Vor allem im Umschaltspiel beweisen Leon Bailey, Kai Havertz, Julian Brandt und Kevin Volland ihre technische Klasse. Trotz des jungen Alters verfügt das Quartett bereits jetzt über extrem hohe spielerische Klasse und Tempo. Im bundesligaweiten Vergleich ist Leverkusen in den Kategorien der Sprints und intensiven Läufe sogar Ligaspitze.
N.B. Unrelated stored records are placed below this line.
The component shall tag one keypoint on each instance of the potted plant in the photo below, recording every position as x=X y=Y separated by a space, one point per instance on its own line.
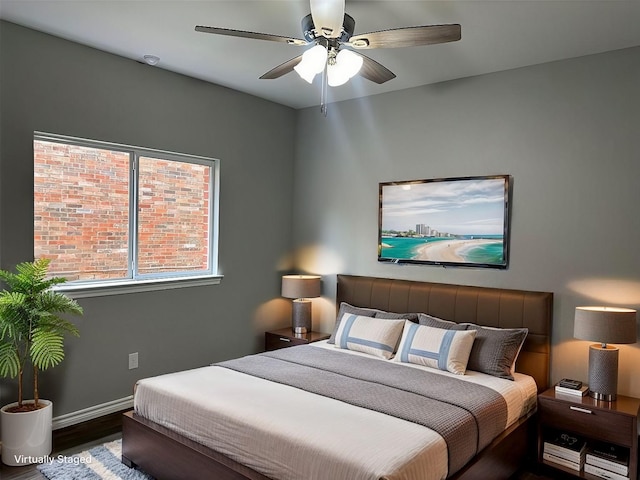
x=31 y=335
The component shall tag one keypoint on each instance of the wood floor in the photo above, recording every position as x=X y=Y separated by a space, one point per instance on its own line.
x=78 y=438
x=71 y=440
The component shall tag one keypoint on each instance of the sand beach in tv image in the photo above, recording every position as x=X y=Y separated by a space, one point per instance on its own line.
x=450 y=220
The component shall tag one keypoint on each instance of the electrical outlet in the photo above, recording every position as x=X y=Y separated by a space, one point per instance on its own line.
x=133 y=360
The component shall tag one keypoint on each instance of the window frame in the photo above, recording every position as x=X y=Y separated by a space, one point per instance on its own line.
x=150 y=281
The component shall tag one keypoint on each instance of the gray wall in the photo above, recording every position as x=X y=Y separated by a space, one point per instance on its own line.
x=569 y=134
x=56 y=86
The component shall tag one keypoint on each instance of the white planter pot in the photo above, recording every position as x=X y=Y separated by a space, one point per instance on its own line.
x=26 y=436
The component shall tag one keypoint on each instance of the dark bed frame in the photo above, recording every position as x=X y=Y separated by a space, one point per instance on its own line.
x=167 y=455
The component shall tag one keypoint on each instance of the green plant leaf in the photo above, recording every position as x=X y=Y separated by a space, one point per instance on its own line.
x=9 y=360
x=47 y=348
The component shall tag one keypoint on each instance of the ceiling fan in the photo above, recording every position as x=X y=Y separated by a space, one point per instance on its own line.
x=329 y=30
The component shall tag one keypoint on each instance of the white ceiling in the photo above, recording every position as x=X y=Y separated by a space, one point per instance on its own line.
x=496 y=35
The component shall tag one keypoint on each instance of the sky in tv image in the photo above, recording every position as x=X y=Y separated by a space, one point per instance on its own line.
x=456 y=221
x=461 y=207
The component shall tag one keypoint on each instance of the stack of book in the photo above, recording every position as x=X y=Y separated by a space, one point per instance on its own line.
x=571 y=387
x=607 y=461
x=566 y=449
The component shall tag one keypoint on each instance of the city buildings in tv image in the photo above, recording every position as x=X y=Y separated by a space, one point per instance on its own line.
x=450 y=221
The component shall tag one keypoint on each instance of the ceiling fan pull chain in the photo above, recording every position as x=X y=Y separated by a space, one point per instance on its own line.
x=325 y=88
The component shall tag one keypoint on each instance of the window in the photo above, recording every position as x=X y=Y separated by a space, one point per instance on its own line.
x=111 y=216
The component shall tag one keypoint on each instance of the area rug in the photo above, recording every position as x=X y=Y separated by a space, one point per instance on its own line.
x=99 y=463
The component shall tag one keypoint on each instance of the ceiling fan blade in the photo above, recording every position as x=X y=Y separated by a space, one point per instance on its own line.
x=407 y=37
x=374 y=71
x=328 y=16
x=282 y=69
x=258 y=36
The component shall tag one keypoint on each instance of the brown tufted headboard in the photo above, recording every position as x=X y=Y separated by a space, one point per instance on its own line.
x=493 y=307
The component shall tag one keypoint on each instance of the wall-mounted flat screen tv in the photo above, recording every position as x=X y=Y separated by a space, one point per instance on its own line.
x=460 y=221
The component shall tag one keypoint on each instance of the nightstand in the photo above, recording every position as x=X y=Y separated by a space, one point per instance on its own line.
x=615 y=423
x=286 y=338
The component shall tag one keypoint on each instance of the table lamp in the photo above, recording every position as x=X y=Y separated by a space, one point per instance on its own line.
x=604 y=325
x=301 y=288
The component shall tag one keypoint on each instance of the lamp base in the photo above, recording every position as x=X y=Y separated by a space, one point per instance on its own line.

Qualitäten, die man selbst bei den beiden 1:3-Niederlagen gegen Bayern andeuten, aber nicht konsequent genug ausspielen konnte. Ein Grund, warum das Ergebnis in beiden Duellen deutlicher war als der Spielverlauf.
Heynckes: "Ein Leckerbissen"
Jupp Heynckes scheint in jedem Fall gewarnt: "Leverkusen ist eine exzellente Kontermannschaft mit viel Fantasie und technischer Finesse. Im Pokal entscheidet immer die Emotion - das wird ein Leckerbissen."
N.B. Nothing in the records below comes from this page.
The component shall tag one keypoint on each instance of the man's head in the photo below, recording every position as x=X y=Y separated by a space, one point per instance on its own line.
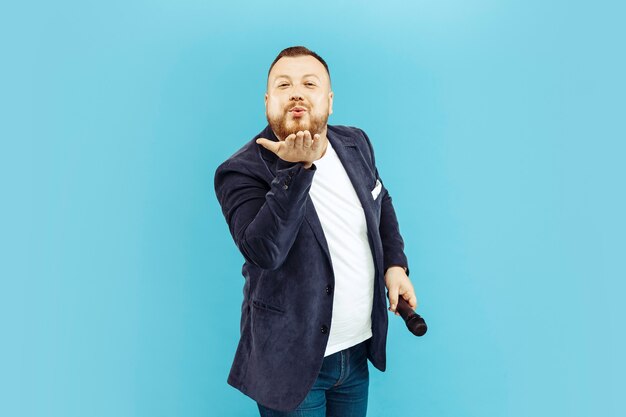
x=298 y=95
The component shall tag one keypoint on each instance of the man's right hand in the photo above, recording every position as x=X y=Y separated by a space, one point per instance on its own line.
x=297 y=147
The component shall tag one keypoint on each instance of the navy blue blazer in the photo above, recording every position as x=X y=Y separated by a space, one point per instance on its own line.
x=288 y=291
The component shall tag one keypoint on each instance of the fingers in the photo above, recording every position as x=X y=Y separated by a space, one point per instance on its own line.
x=393 y=298
x=315 y=143
x=269 y=144
x=307 y=139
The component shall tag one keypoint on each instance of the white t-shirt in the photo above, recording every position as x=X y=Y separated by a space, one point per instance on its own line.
x=343 y=221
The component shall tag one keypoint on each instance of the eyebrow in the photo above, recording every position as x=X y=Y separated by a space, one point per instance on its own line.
x=304 y=76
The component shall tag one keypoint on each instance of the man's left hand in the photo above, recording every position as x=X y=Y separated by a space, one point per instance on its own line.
x=398 y=284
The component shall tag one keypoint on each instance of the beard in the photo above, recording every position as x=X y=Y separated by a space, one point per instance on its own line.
x=283 y=125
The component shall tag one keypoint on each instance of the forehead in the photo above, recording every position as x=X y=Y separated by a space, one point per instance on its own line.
x=296 y=67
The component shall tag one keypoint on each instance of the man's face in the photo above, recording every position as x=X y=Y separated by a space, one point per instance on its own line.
x=298 y=96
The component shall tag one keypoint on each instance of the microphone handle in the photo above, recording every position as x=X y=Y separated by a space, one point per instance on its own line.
x=414 y=322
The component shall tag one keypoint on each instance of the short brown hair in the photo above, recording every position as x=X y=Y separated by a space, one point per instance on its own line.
x=294 y=51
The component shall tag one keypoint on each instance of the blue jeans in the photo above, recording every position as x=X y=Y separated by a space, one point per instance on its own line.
x=340 y=389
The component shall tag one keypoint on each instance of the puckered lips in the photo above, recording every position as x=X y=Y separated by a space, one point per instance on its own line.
x=297 y=111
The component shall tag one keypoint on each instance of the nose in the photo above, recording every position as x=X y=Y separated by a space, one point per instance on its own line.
x=295 y=96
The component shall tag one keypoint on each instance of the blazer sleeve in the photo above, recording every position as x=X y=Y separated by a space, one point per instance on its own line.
x=263 y=218
x=393 y=244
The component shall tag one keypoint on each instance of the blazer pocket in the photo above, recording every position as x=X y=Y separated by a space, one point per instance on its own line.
x=268 y=307
x=377 y=189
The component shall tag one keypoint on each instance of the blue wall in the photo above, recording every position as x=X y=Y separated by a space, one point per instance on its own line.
x=499 y=131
Bayern profitierte gegen Bayer (anders als in den Spielen gegen Schalke) von fünf Standardtoren. Ein Fakt, der zeigt, warum die defensiv disziplinierteren Schalker noch vor der jungen Werkself stehen, aber auch das große Verbesserungspotenzial in Leverkusen zeigen. Nimmt man diese Fehler aus, versteht man, warum Heiko Herrlich positive Schlüsse aus den ersten beiden Duellen gegen den Rekordmeister zieht.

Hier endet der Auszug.